Israeli regime to force-feed Palestinian hunger striker

The head of the Palestinian Committee for Prisoners’ Affairs says the Israeli regime is due to force-feed a Palestinian prisoner who has been on a hunger strike for weeks now.

Issa Qaraqe said on Tuesday that Palestinian prisoner Muhammad al-Qiq is in Afula hospital where a team has been tasked with force-feeding him, Palestinian Ma’an news agency reported.

The inmate, who has been on a hunger strike since November 24, is said to be in critical condition.

A journalist from the village of Dura near the occupied West Bank city of al-Khalil (Hebron), al-Qiq was taken to hospital after losing more than 20 kilograms. He was reportedly unable to move without a wheelchair.

Two other Palestinian hunger strikers, identified as Kifah Hattab and Abdullah Abu Jaber, are also hospitalized, Qaraqe said, adding that the Israeli Prison Service has not negotiated with the hunger strikers, and a medical team is now getting ready to force-feed al-Qiq.

In July last year, Israel’s parliament (Knesset) passed into law the controversial legislation to force-feed prisoners on hunger strike.

The move met fierce condemnations, with critics insisting that it is a form of torture to silence protesting inmates.

Qaraqe at the time strongly condemned the Israeli law and said it is tantamount to legalizing murder and sets a “very dangerous precedent.”

The Palestinian official also said that the controversial law, which passed with a slim majority, contradicts all international treaties and conventions.

Israel has long been concerned that hunger strikes by Palestinians in its prisons could end in death and trigger waves of protest in the occupied lands.

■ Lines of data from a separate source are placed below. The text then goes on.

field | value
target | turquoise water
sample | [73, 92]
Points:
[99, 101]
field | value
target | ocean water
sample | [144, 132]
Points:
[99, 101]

Palestinian detainees have regularly staged open-ended hunger strikes in an attempt to express their outrage at the so-called administrative detention and to demand an end to the policy.

Administrative detention is a sort of imprisonment without trial or charge that allows the Tel Aviv regime to incarcerate Palestinians for up to six months. The detention order can be renewed for indefinite periods.